Aber im Hintergrund schreit es aus Walser heraus: der Jude ist ein Dämon, der Dämon ist ein Jude!

Das verschlägt mir nicht die Sprache, und ich finde es weder unglaublich noch unfassbar. Hier handelt es sich nicht um Le Pen und nicht um Haider, nicht um Berlusconi und nicht um Fortyun, sondern um unseren Nationalsozialismus, das Original. Wer es nicht wieder erkennt, der lügt (sich selbst an).

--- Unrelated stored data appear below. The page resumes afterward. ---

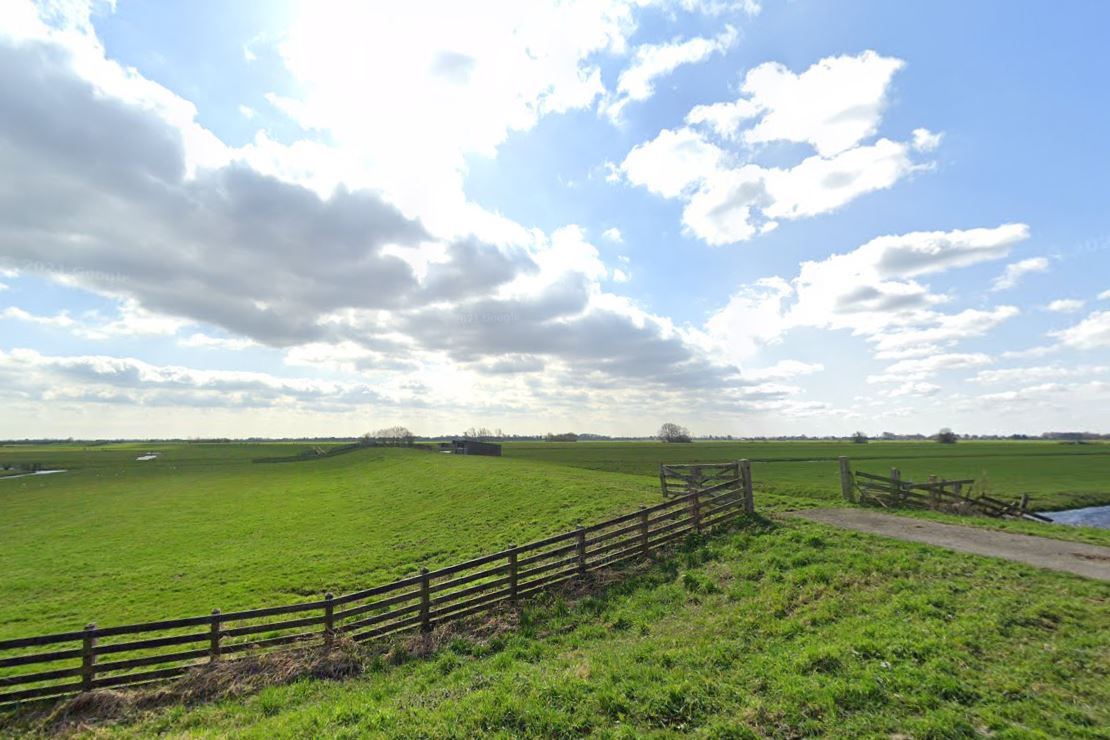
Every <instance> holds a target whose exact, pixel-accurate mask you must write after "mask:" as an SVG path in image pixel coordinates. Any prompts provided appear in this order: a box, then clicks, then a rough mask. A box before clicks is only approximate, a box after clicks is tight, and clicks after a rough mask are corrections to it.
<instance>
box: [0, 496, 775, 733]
mask: <svg viewBox="0 0 1110 740" xmlns="http://www.w3.org/2000/svg"><path fill="white" fill-rule="evenodd" d="M779 527H780V525H779V524H777V523H776V521H774V520H771V519H769V518H767V517H765V516H761V515H759V514H755V515H748V516H743V517H740V518H737V519H734V520H733V521H728V523H723V524H720V525H717V526H715V527H713V528H712V529H709V530H707V531H705V533H702V534H690V535H688V536H687V537H685V538H683V539H680V540H678V541H677V543H676V544H674V545H672V546H669V547H665V548H662V549H659V550H655V551H654V553H653V554H652V556H650V557H649V558H648V559H639V560H634V561H629V562H626V564H622V565H619V566H617V567H613V568H605V569H601V570H596V571H591V572H588V574H587V575H586V576H584V577H582V578H578V579H575V580H572V581H569V582H566V584H562V585H559V586H556V587H553V588H552V589H549V590H546V591H543V592H541V594H537V595H536V596H534V597H531V598H527V599H524V600H522V601H521V604H518V605H516V606H509V605H506V606H504V607H501V608H494V609H491V610H490V611H487V612H484V614H482V615H477V616H475V617H471V618H467V619H462V620H457V621H451V622H446V624H444V625H441V626H437V627H435V628H434V629H433V630H432V631H431V632H428V633H416V635H413V633H403V635H394V636H391V637H388V638H385V639H382V640H377V641H374V642H372V643H363V645H359V643H355V642H353V641H351V640H350V639H345V638H344V639H337V640H336V641H335V643H333V645H332V646H331V647H322V646H311V647H310V646H304V647H297V648H293V649H286V650H280V651H273V652H269V653H261V655H256V656H249V657H244V658H240V659H236V660H224V661H220V662H218V663H213V665H206V666H202V667H199V668H196V669H194V670H192V671H190V672H188V673H186V675H185V676H183V677H182V678H180V679H176V680H174V681H173V682H170V683H162V685H159V686H155V687H135V688H131V689H122V690H110V689H98V690H94V691H90V692H87V693H81V695H78V696H77V697H72V698H70V699H68V700H65V701H62V702H60V703H58V702H38V703H31V704H23V706H16V707H11V708H0V731H4V730H6V731H13V732H16V733H28V734H58V733H70V732H73V731H77V730H88V729H92V728H93V727H94V726H95V724H98V723H102V722H107V721H127V720H128V719H129V718H133V717H135V716H137V714H138V713H139V712H141V711H144V710H150V709H155V708H159V707H166V706H172V704H180V706H196V704H201V703H208V702H215V701H220V700H223V699H231V698H240V697H245V696H251V695H256V693H259V692H260V691H262V690H264V689H266V688H270V687H274V686H283V685H289V683H293V682H296V681H301V680H310V679H315V680H336V681H341V680H346V679H351V678H355V677H359V676H363V675H366V673H376V675H383V676H387V675H388V673H391V672H392V671H393V670H394V669H396V668H397V667H400V666H402V665H404V663H406V662H410V661H413V660H420V659H426V658H431V657H434V656H436V655H437V653H441V652H444V651H450V652H453V653H455V655H465V656H472V657H487V656H491V655H495V653H497V652H499V651H501V650H503V649H504V648H505V647H506V645H507V641H508V638H509V637H514V638H517V639H523V640H539V639H544V638H545V637H548V636H552V635H556V633H559V632H567V631H572V630H574V629H576V628H578V627H579V626H582V625H583V624H585V622H588V621H592V620H596V619H597V618H599V617H601V616H603V615H604V614H605V612H606V611H607V610H608V609H609V608H610V607H612V606H613V605H614V602H616V601H617V600H619V599H623V598H626V597H628V596H629V595H632V594H634V592H636V591H639V590H652V589H655V588H658V587H660V586H664V585H666V584H670V582H674V581H676V580H679V579H683V585H684V587H686V588H687V589H688V590H698V589H700V588H704V587H705V585H704V584H702V582H700V581H699V580H697V578H696V577H695V576H693V575H692V574H690V572H689V571H688V570H687V569H690V568H696V567H698V566H702V565H705V564H708V562H712V561H714V560H717V559H719V558H720V557H723V556H725V555H726V554H728V553H729V551H730V550H733V549H735V548H736V547H737V546H740V545H743V541H738V540H737V538H738V537H754V536H761V535H767V534H769V533H773V531H775V530H776V529H778V528H779ZM690 579H693V581H692V582H686V581H687V580H690ZM613 627H614V628H615V629H619V628H620V626H619V625H615V626H613Z"/></svg>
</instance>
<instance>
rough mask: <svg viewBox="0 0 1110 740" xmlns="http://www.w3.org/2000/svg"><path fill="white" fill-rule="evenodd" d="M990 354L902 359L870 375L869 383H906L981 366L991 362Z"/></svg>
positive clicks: (949, 353) (942, 354)
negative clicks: (941, 374) (878, 372)
mask: <svg viewBox="0 0 1110 740" xmlns="http://www.w3.org/2000/svg"><path fill="white" fill-rule="evenodd" d="M991 362H992V361H991V358H990V356H989V355H986V354H983V353H956V352H953V353H947V354H938V355H929V356H927V357H915V358H912V359H901V361H899V362H897V363H894V364H891V365H888V366H887V367H886V368H885V369H884V372H882V373H881V374H879V375H869V376H868V377H867V382H868V383H905V382H907V381H924V379H926V378H929V377H932V376H935V375H937V374H939V373H941V372H944V371H952V369H966V368H968V367H980V366H982V365H989V364H990V363H991Z"/></svg>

Wenn Martin Walser den Versuch unternimmt, den Erlkönig antisemitisch zu interpretieren und zu besetzen, so ist das eine infame Dämonisierung von Marcel Reich-Ranitzky. Er appelliert an die radikalsten antisemitischen Phantasien des Mittelalters: Juden als Verführer, Vergewaltiger, Kindesmörder. Er gibt ein Lehrstück jenes Fanatismus, jener haßerfüllten, von keinem vernünftigen Gedanken getrübten Besessenheit, die der Antisemitismus tatsächlich ist. Gottseidank ist die FAZ nicht bereit, dafür einen weiteren Preis zu verleihen.

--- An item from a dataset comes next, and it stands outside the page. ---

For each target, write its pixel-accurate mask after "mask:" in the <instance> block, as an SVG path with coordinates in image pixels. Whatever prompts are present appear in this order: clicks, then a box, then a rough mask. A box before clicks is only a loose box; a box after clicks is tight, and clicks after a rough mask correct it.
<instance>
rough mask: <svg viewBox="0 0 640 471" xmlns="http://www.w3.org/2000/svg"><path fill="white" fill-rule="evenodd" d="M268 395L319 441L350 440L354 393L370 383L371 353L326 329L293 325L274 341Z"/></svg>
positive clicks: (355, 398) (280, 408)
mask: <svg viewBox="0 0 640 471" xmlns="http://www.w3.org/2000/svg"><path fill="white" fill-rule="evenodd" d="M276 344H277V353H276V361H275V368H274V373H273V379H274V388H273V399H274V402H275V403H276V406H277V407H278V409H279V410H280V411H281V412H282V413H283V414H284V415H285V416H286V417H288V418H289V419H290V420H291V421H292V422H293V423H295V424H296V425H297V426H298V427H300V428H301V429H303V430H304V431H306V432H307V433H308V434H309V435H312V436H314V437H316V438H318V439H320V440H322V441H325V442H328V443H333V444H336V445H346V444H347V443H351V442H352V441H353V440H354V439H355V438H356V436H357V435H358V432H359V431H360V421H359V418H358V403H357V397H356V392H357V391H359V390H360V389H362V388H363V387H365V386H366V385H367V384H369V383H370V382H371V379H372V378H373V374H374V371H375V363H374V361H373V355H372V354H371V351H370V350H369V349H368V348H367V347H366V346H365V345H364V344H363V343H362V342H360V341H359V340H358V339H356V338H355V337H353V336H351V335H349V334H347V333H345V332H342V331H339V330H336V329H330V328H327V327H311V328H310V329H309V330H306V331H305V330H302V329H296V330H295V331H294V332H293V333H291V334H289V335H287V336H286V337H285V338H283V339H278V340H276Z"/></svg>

Nun ist man gespannt, was Herr Unseld tun wird. Das Buch so drucken? Es redigieren? Was soll aus dem Namen Ehrl-König werden, den wir zur Kenntnis genommen und verstanden haben? Und was wird dann aus dem Namen Suhrkamp? Aus diesem Dilemma gibt es nur einen Ausweg: Aufhören.